Secondo CreativeMarket, nel 2012 i caratteri avevano superato quota 90.000, per un totale di quasi 500.000 singoli font. L'incremento in quantità di caratteri dal 2010 al 2012 è stato del +30%, con una previsione di crescita anche per gli anni successivi. È plausibile, quindi che oggi i singoli font stiano rapidamente correndo verso la soglia di 1.000.000. La domanda, a questo punto, è ovvia: come orientarsi in questo oceano di caratteri (ricco, purtroppo, di immondizia)?

Con questa domanda in testa, Type Worship (il blog del magazine 8 Faces) ha svolto una interessante indagine: il risultato sta facendo il giro del web sollevando applausi e perplessità nel mondo dei designer – come sempre accade, d'altra parte, quando si fa qualcosa che assomigli anche vagamente ad una classifica. Il blog ha raccolto, durante 8 numeri del magazine e 4 anni di lavoro, i caratteri selezionati per i propri lavori dai 64 più grandi designer e type designer del mondo, inclusi Erik Spiekermann, Jessica Hische, Michael Bierut, Nina Stössinger e molti altri. I caratteri scelti più volte e da più designer hanno composto questa top 25. 

Ecco i primi 10, per gli altri 15 vi rimando all'articolo originale.

 

1. Georgia (scelto 11 volte)

1-Georgia

 

2. Gotham (scelto 8 volte)

2-gotham

 

3. FF Scala (scelto 6 volte)

3-Scala

 

4. Futura (scelto 5 volte)

4-Futura

 

5. Gill Sans (scelto 5 volte)

5-Gill

 

6. Garamond (scelto 5 volte nelle diverse versioni: ITC Garamond di Tony Stan, Adobe Garamond e Garamond Premier di Robert Slimbach).

6-Garamond

 

7. Caslon (scelto 5 volte)

7-Caslon

 

8. Akzidenz Grotesk (scelto 4 volte)

8-AG

 

9. Alternate Gothic (scelto 4 volte)

9-Alternate

 

10. Baskerville (scelto 4 volte, nelle diverse versioni: Baskerville, Baskerville 1757 e Berthold Baskerville)

10-New-Baskerville

 

 

So cosa vi state chiedendo: ma Helvetica? Meta? DIN? Trade Gothic? Tranquilli, sono tutti in classifica: rispettivamente alle posizioni 11, 14, 15 e 19.

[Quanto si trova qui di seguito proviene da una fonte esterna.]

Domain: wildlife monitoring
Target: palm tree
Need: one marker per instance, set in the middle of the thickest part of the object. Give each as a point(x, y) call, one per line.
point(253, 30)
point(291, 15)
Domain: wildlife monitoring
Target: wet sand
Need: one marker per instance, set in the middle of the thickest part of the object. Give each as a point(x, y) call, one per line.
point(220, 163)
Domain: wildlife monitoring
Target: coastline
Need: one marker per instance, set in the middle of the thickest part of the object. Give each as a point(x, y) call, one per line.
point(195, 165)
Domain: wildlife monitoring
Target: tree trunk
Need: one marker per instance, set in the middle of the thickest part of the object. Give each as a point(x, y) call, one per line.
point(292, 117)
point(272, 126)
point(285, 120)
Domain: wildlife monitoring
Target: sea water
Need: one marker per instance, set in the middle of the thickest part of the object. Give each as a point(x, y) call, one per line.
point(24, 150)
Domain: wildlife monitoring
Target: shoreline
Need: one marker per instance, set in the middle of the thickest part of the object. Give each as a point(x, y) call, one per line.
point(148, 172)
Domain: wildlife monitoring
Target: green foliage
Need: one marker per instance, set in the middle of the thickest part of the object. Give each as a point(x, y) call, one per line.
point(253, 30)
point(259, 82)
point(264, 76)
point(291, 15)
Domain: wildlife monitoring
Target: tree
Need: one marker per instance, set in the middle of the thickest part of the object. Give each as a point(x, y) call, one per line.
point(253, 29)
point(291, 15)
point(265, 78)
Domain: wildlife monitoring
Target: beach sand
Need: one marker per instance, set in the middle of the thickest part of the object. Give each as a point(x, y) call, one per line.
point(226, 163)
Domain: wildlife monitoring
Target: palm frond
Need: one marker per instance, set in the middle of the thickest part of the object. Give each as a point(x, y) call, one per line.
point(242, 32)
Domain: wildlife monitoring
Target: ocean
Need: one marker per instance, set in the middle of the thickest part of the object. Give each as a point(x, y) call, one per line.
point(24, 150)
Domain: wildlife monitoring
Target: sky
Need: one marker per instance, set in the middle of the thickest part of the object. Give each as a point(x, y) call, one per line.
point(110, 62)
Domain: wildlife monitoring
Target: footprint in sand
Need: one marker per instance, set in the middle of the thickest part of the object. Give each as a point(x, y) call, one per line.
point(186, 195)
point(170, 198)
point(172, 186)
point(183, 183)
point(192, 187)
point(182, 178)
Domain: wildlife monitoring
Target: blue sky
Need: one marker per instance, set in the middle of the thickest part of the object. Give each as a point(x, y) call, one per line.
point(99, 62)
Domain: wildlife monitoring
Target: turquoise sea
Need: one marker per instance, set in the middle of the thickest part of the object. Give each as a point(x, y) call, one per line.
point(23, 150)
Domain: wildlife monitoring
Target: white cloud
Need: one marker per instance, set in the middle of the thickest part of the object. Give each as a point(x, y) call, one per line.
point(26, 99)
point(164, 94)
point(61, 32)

La vera domanda è: possibile che nessuno dei 64 designer per 4 anni abbia mai scelto il Bodoni? O il Didot? In definitiva, possibile che su 25 top font non ci sia nemmeno un Romano Moderno? Intendiamoci: non amo un granché il Bodoni, ma è innegabile che il suo apporto storico, la sua ubiquità e l'elasticità con cui si adatta a molti usi (dal fashion al packaging, dai quotidiani alla pubblicità) avrebbero dovuto di diritto dargli un posto in classifica.

I ragazzi di 8Faces mi hanno risposto: sia Bodoni che Didot sono stati scelti da soli 2 designer, e quindi non appaiono in classifica. Ciononostante, il grande Michael Bierut (uno dei due a scegliere Bodoni) ha dichiarato al magazine: "Il mio primo impiego a New York è stato per Vignelli, con cui ho lavorato per i primi 10 anni della mia carriera. In quel periodo mi sono innamorato di Bodoni per la sua combinazione di modernità ed eternità. Non lo uso più un granché: ma quando lo vedo usato bene, penso ancora che sia il miglior carattere del mondo".